This evolution in the postprandial glycaemic profile after bariatric surgery is the consequence of the faster delivery of sugars to the jejunum. Jimenez et al. [8] reported the glucose response to a standardised mixed meal challenge after either RYGB or sleeve gastrectomy in 31 subjects who had remission of T2DM. After RYGB they found rapid increases in plasma glucose, with mean glucose peaks of 12 mmol/l occurring 33 minutes after the start of a meal. These peaks were followed by a pronounced fall in glycaemia (6.7 mmol/l) occurring 60 minutes thereafter. In the sleeve gastrectomy group, the mixed meal produced a lower glucose peak (8.9 mmol/l) and, importantly, a longer time to glucose peak (47 minutes) with a smaller subsequent glucose decline (3.5 mmol/l) in the 60 minutes after the peak. The large excursions in glucose concentrations reported after RYGB result in a dissociation between the rate of glucose absorption and the kinetics of insulin secretion.
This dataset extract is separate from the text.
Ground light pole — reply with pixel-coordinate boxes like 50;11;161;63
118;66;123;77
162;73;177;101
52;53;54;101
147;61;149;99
This dissociation may account for the difficulties encountered in the treatment of T1DM after this procedure. When considering glucose absorption, sleeve gastrectomy could be considered a more physiological and predictable intervention in terms of glucose absorption and thus may constitute a better solution for glucose control in T1DM. However, this hypothesis, also advocated by some authors [9], is awaiting definitive demonstration.
Published data regarding glycaemic control in patients with T1DM after obesity surgery are somewhat conflicting, possibly because of wide variations between diabetes therapies. Czupryniak et al. [10] were the first to report significant reductions in either insulin need or HbA1c after gastric bypass in three obese patients with poorly controlled T1DM before surgery. These data, however, are difficult to interpret, since C-peptide levels were not reported and treatment modalities were not indicated. In contrast, Chuang and al. [5] reported that HbA1c significantly worsened and hypoglycaemic episodes became more frequent after RYGB in two adolescents with T1DM. This occurred despite significant weight loss and improvements in cardiovascular risk factors such as dyslipidaemia or obstructive sleep apnoea. As in our patient, these two adolescents took insulin boluses postprandially because of the occurrence of gastrointestinal symptoms. Under such a regimen, a postprandial glucose peak cannot be avoided, because of the modification in glucose absorption described above. As a result, insulin is still acting when glucose levels are decreasing, creating a risk for hypoglycaemia.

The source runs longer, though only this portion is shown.